PSHB: What tree species are affected?
Trees across South Africa are under attack? Horticulturist and SALI member - Francois Malan of Brand’s Tree Felling - says he has been involved in the felling of about 30 PSHB infected trees during 2018, with box elder (Acer negundo) and oaks trees being worst hit around the Johannesburg area.
“The first signs of infection are tiny borer holes and a fine sawdust that comes out of the hole,” said Malan.
“The maples have a black ring around the hole and some trees ooze resin or gelatinous drops from the entrance holes.”
The polyphagous shot hole borer beetle or PSHB (Euwallacea fornicatus) is an ambrosia beetle native to Southeast Asia.
It was first discovered in South Africa in 2017 on London plane trees (Platanus × acerifolia) in the KwaZulu-Natal National Botanical Gardens in Pietermaritzburg.
In it's natural environment - in South East Asian countries such as Vietnam - the PSHB only attacks dead or dying trees.
Like any invasive species, the PSHB has no natural enemies in South Africa. As such, its invasion is particularly devastating for local trees.
Experts estimate that Johannesburg - one of the largest urban forests in the world - could loose up to 40% of its trees.
In 2018, the PSHB beetle was detected in dying trees found in the suburbs of Pietermaritzburg, Durban, Bloemfontein, George, Knysna and Bedfordview.
International invasion - what can we learn?
The PSHB has invaded trees across Israel - and is also found in a currently limited range on the coast of California, from Los Angeles south to San Diego.
In California, the PSHB has invaded trees in neighborhoods, avocado farms, and several public gardens.
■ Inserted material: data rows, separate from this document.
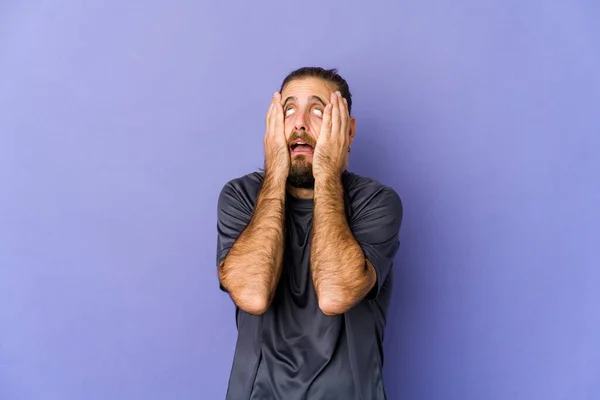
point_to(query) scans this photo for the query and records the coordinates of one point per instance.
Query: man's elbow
(251, 302)
(331, 306)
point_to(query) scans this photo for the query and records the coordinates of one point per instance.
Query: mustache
(304, 137)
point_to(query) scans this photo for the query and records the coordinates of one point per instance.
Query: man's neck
(300, 193)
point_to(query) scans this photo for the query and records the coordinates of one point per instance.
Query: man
(305, 250)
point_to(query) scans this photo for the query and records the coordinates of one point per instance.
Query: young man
(305, 250)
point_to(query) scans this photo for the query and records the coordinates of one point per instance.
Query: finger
(345, 116)
(326, 124)
(271, 115)
(335, 114)
(278, 115)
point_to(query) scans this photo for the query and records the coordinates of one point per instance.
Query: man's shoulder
(362, 190)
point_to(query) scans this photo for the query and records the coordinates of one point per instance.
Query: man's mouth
(301, 147)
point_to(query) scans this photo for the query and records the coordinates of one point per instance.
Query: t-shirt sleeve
(233, 215)
(376, 228)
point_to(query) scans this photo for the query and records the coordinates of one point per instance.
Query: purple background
(120, 121)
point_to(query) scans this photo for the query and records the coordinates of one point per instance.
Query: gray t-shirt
(294, 351)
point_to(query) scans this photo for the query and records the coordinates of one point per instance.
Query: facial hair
(301, 175)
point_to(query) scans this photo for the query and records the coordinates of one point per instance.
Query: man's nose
(300, 122)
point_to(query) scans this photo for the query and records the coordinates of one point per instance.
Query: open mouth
(300, 146)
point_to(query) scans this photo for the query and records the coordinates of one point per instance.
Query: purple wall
(120, 123)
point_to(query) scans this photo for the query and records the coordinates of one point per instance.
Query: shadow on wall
(382, 150)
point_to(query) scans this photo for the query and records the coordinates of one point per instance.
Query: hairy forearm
(341, 275)
(252, 268)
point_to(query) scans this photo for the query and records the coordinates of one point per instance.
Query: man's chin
(301, 175)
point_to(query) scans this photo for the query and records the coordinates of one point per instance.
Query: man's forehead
(306, 88)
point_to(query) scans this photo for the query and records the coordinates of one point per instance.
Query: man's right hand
(277, 156)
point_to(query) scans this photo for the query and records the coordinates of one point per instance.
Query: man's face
(304, 102)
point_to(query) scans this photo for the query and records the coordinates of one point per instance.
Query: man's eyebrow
(314, 98)
(320, 100)
(288, 99)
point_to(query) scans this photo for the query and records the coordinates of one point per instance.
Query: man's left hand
(331, 151)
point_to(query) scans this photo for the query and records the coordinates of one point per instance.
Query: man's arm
(341, 274)
(251, 270)
(350, 260)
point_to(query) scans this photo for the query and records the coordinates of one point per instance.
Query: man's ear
(352, 129)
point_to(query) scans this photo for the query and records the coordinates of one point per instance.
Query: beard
(300, 175)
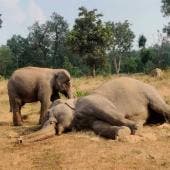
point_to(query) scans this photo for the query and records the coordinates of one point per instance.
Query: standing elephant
(31, 84)
(116, 104)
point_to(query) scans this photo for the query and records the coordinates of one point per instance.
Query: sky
(144, 16)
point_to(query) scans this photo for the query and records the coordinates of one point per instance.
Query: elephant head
(61, 113)
(58, 119)
(61, 83)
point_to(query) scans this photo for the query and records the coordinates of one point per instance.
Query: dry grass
(150, 149)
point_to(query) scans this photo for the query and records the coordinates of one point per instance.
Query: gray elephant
(123, 102)
(31, 84)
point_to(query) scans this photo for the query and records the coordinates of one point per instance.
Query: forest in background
(90, 47)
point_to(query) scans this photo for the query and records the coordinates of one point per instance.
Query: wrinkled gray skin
(31, 84)
(117, 103)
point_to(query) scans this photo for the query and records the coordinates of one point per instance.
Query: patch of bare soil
(148, 149)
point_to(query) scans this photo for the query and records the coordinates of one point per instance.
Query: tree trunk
(117, 63)
(94, 70)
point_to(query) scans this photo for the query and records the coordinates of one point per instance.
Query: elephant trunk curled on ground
(116, 104)
(31, 84)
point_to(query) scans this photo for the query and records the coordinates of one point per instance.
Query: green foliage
(0, 21)
(91, 46)
(90, 38)
(58, 33)
(79, 93)
(165, 7)
(142, 41)
(5, 60)
(121, 43)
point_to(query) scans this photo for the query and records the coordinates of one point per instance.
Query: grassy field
(149, 149)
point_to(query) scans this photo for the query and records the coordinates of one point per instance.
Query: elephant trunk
(44, 133)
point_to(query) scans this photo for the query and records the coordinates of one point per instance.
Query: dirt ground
(148, 149)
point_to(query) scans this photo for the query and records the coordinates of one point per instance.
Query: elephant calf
(31, 84)
(117, 103)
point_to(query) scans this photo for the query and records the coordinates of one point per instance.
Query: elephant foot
(17, 121)
(122, 132)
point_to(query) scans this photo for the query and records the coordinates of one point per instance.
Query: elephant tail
(42, 134)
(10, 105)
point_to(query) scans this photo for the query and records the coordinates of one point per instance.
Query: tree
(0, 21)
(5, 60)
(165, 8)
(90, 38)
(39, 41)
(122, 42)
(58, 32)
(18, 46)
(142, 41)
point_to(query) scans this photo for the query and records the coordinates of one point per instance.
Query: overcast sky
(145, 16)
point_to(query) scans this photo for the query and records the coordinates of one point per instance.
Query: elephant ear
(56, 102)
(62, 76)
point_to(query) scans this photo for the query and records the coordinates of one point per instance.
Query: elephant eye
(67, 82)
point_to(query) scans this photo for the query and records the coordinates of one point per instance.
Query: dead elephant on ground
(116, 104)
(31, 84)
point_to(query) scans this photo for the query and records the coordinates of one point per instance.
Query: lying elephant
(31, 84)
(116, 104)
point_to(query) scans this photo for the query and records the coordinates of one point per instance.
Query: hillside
(149, 149)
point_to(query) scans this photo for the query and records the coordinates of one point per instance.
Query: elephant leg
(106, 130)
(158, 105)
(16, 107)
(44, 106)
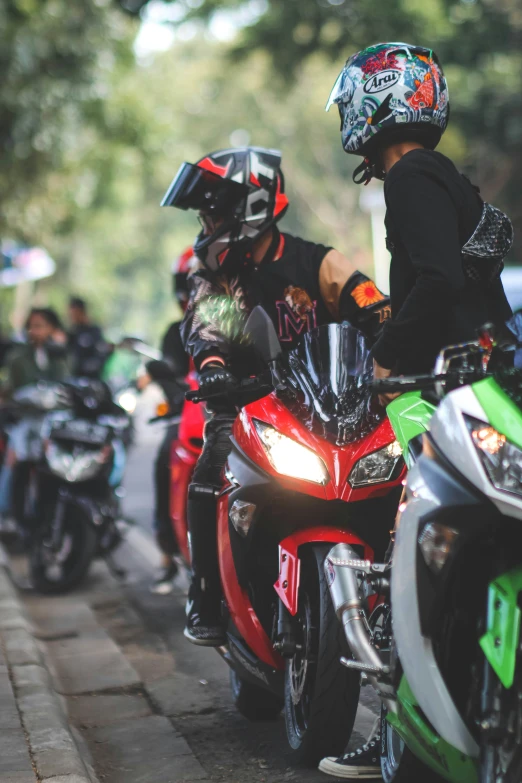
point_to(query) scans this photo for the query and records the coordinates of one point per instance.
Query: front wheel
(321, 695)
(252, 701)
(398, 764)
(59, 566)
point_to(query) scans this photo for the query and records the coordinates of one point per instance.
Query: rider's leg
(204, 621)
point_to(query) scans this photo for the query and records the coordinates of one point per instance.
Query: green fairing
(409, 416)
(502, 412)
(428, 746)
(501, 640)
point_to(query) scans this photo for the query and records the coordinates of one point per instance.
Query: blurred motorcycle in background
(66, 488)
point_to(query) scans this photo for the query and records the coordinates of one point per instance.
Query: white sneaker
(363, 764)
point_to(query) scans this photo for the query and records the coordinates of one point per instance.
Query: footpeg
(365, 566)
(366, 668)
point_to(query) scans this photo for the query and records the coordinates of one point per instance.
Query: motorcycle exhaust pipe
(341, 566)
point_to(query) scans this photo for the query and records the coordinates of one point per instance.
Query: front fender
(287, 585)
(501, 640)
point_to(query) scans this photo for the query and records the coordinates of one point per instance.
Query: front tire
(321, 695)
(252, 701)
(58, 572)
(398, 764)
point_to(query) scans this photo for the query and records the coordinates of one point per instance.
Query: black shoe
(362, 764)
(204, 620)
(163, 584)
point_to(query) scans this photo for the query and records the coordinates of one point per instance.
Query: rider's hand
(216, 379)
(378, 374)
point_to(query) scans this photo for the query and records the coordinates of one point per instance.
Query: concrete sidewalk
(36, 741)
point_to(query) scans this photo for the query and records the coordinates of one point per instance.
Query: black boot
(204, 619)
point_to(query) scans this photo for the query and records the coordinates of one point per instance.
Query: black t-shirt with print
(288, 289)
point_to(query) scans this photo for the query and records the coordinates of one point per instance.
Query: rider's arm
(425, 221)
(201, 338)
(173, 350)
(350, 295)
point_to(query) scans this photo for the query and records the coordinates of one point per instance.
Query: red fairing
(184, 454)
(339, 460)
(192, 421)
(241, 611)
(287, 586)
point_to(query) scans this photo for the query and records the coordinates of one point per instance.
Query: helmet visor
(338, 90)
(196, 188)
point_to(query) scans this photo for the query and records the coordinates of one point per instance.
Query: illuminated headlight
(290, 458)
(377, 467)
(75, 466)
(436, 542)
(500, 458)
(128, 401)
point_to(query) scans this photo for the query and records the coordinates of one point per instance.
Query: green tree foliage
(59, 61)
(479, 42)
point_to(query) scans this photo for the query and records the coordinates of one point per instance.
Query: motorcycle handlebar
(248, 385)
(423, 382)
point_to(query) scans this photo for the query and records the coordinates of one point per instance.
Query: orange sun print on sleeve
(366, 294)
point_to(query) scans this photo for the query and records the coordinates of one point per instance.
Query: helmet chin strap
(366, 171)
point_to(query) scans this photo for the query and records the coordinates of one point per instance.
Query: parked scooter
(449, 674)
(312, 463)
(68, 502)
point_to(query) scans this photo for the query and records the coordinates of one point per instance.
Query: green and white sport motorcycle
(448, 668)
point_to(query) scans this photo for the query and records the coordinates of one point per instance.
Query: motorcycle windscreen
(331, 369)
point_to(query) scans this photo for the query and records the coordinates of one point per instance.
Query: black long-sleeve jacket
(447, 248)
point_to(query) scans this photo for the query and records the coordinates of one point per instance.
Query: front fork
(348, 577)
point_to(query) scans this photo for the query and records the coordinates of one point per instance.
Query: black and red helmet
(182, 266)
(243, 188)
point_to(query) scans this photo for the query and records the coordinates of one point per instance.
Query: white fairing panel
(448, 430)
(416, 652)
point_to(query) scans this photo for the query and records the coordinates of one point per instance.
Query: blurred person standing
(86, 344)
(174, 354)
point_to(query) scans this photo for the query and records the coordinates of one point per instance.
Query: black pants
(165, 537)
(202, 499)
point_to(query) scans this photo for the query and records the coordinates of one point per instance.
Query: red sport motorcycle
(314, 462)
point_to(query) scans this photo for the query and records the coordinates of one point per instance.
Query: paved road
(147, 705)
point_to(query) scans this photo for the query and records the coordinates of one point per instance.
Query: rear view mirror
(262, 334)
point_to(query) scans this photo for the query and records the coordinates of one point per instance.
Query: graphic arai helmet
(239, 193)
(390, 92)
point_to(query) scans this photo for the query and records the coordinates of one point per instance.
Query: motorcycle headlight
(77, 465)
(437, 542)
(377, 467)
(290, 458)
(500, 458)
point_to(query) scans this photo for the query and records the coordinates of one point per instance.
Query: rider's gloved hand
(216, 379)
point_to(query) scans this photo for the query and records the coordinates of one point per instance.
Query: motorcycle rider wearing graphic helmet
(447, 245)
(245, 261)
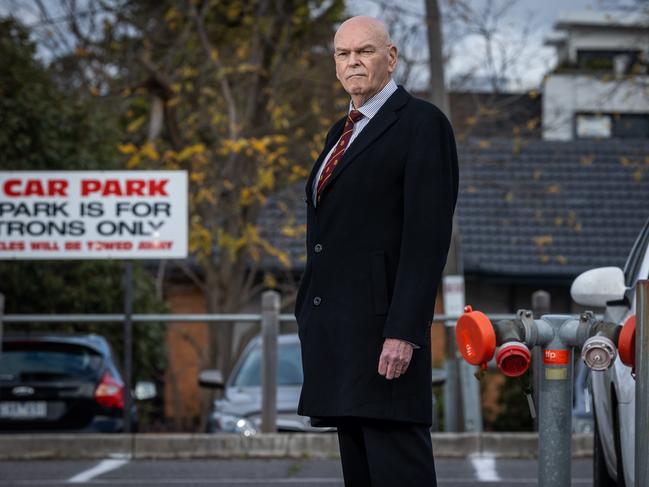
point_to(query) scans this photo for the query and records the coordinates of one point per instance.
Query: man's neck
(360, 100)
To date, the PSHB has been known to attack plants from 58 different tree families.
Against this background, find below a list of trees that are most likely to susceptible to invasion by the PSHB in South Africa:
Indigenous South African trees:
What indigenous trees have been invaded by the PSHB ambrosia beetle and its fungus...
- Acacia (Acacia spp.)
- Bush willow (Combretum spp.)
- Yellowwood (Afrocarpus/Podocarpus spp.)
- Wild plum (Harpephyllum caffrum)
- Tree fuchsia (Halleria lucida)
- Cape willow (Salix mucronata)
- Cape chestnut (Calodendrum capense)
- Fountain bush (Psorelea pinata)
- Sweet pea bush (Podalyria caliptrata)
- Forest elder (Nuxia floribunda)
- Cross berry (Grewia occidentalis)
- Keurboom or blossom tree (Virgilia divaricata)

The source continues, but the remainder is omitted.